Re: java.sql.ResultSet.getTime() returns wrong time

From
Lukas Eder
Date:
Hi folks,

Thanks for your feedback, guys. Tom, you're right, I would not have used timetz, except for the fact, that the current_time returns exactly that. But I guess, that's not a driver problem. So, Oliver, I understand your argument, it sounds logical. I guess then, it's a feature, not a bug ;-)

Cheers
Lukas

2010/9/19 Tom Lane <tgl@sss.pgh.pa.us>
Oliver Jowett <oliver@opencloud.com> writes:
> Did you see Kris's earlier response here? See
> http://archives.postgresql.org/pgsql-jdbc/2010-05/msg00052.php.
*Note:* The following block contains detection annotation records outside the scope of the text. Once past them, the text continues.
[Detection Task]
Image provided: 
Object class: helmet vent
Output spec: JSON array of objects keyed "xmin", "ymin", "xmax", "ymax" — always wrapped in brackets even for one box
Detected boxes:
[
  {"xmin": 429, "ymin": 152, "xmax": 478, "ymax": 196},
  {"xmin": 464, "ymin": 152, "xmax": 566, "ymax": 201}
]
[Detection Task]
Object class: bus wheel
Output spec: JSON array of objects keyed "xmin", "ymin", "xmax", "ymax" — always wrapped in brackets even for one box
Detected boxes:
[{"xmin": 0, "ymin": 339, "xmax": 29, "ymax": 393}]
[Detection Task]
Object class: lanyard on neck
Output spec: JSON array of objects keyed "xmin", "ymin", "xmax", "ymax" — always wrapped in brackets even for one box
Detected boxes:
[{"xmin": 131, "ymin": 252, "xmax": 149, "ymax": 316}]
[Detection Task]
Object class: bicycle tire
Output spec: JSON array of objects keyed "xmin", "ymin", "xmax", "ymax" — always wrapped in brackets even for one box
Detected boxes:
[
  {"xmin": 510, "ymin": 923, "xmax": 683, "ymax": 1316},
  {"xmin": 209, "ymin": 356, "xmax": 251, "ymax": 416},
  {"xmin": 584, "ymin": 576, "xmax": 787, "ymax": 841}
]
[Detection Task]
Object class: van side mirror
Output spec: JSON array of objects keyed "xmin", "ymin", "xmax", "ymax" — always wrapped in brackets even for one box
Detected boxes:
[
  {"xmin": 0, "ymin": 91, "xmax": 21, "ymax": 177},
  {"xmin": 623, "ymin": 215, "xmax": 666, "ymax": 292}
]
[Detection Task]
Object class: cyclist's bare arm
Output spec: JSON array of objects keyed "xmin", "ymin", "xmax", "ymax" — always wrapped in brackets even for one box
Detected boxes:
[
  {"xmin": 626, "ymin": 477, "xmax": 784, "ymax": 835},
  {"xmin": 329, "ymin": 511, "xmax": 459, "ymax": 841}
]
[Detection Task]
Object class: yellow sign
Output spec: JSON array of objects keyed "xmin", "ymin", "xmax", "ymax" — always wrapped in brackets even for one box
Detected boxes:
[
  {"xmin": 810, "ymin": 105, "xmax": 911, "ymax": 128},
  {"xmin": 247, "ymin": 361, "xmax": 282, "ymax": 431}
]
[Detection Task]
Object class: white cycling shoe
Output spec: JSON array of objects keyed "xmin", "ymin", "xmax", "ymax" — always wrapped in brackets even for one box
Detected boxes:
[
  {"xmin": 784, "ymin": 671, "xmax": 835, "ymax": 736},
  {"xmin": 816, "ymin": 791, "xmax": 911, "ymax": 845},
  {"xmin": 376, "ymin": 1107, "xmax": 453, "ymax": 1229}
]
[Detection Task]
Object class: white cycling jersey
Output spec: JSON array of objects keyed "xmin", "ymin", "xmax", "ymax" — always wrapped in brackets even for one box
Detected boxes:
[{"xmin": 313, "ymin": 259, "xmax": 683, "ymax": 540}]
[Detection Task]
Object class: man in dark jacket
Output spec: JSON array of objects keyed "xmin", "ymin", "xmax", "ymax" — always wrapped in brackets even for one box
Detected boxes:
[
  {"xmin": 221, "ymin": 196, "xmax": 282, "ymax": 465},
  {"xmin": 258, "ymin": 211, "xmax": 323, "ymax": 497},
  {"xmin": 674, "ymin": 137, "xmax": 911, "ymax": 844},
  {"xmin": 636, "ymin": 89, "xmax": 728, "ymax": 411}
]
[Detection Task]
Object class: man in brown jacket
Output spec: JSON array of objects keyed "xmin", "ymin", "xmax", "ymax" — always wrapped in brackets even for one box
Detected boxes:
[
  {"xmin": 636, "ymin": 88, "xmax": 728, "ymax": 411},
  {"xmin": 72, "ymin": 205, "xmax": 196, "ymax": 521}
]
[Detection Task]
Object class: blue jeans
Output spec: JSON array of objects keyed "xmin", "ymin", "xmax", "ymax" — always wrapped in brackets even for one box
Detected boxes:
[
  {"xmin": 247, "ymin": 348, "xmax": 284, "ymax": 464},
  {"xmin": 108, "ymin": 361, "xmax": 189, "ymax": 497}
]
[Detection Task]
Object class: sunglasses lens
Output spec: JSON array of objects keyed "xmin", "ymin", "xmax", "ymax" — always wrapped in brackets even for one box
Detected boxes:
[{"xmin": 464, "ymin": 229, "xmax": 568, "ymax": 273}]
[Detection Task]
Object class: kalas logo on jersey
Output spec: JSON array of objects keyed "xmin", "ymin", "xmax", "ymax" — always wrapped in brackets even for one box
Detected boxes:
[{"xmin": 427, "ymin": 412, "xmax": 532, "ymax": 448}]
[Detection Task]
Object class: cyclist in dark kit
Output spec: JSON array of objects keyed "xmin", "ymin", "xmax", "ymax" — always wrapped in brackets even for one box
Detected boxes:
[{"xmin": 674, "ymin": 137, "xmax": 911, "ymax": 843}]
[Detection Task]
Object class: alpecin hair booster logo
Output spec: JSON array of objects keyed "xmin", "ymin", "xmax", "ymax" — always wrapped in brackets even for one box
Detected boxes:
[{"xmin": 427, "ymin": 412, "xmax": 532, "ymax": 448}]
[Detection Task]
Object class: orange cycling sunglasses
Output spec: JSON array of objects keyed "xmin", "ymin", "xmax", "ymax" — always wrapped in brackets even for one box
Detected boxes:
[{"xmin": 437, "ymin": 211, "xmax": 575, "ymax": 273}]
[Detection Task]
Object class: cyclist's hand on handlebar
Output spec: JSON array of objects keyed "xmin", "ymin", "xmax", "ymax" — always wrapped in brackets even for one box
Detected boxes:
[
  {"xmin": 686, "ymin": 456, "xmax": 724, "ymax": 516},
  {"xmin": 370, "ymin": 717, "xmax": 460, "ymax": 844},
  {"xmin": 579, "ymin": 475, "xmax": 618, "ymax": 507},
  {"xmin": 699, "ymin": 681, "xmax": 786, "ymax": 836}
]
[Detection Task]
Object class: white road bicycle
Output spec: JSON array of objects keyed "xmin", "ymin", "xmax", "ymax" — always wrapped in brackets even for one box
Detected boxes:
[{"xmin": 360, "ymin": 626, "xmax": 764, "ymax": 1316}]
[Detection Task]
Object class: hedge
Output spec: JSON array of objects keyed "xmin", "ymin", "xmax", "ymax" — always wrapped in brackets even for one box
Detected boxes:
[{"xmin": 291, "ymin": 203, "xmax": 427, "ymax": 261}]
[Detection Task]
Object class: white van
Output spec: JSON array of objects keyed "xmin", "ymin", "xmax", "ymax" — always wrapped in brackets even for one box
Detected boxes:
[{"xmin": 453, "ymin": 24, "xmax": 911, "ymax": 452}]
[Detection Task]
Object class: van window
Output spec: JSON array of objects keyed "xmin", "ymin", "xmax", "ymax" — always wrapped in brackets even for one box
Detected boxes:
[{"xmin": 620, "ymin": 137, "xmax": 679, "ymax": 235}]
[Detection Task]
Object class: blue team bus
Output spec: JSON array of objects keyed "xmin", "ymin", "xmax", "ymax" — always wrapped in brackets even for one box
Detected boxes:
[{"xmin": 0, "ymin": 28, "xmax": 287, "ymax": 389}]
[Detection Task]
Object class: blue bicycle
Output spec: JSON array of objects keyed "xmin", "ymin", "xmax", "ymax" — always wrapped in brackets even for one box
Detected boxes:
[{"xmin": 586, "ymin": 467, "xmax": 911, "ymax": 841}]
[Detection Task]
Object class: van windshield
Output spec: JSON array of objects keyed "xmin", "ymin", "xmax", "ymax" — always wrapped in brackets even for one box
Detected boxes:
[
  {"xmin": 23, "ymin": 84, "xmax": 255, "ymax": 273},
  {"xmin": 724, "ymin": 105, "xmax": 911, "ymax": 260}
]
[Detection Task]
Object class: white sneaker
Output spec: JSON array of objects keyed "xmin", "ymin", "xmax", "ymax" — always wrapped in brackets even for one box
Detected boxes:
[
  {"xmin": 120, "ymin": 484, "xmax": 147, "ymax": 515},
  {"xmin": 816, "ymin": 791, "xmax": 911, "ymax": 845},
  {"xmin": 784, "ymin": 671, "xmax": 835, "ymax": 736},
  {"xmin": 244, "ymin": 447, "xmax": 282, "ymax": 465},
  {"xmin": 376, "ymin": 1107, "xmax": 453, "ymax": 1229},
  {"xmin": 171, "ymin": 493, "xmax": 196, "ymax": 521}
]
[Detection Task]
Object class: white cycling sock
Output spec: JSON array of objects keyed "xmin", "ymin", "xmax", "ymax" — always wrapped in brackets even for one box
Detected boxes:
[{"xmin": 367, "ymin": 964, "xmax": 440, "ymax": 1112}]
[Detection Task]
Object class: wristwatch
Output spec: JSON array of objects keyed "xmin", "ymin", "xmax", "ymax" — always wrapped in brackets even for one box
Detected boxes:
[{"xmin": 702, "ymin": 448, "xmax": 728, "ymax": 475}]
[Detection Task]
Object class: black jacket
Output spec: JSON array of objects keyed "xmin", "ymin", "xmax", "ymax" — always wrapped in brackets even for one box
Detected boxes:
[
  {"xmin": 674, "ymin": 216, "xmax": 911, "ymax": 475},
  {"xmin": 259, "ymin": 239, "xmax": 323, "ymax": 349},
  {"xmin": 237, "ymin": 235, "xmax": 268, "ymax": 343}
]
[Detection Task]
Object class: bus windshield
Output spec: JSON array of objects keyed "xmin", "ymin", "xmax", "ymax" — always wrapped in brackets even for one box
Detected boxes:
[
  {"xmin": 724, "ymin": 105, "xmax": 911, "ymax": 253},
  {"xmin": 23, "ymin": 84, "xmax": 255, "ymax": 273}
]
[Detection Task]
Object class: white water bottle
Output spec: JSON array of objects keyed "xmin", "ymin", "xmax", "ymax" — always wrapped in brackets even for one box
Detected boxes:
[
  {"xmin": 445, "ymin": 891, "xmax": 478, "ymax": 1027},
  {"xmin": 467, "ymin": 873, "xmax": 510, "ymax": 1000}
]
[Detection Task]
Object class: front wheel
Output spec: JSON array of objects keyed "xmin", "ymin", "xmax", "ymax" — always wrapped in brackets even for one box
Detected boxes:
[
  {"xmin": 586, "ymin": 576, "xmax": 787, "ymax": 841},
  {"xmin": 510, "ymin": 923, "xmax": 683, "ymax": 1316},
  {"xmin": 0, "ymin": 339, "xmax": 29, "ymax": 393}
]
The
> problem is we need to pass around a timezone offset, but JDBC +
> java.util.Date give us no way to do that without subclassing those types
> (which seems a bit hairy). Without that extra data, timetz just doesn't
> map well to any of the standard Java date/time types.

timetz is a fundamentally brain-dead data type to start with ---
it simply doesn't carry enough information to deal with timezones
meaningfully, at least not once you start considering DST changes.
This is the SQL standard's fault not ours, so there's not a lot
we can do about it other than recommend people avoid timetz.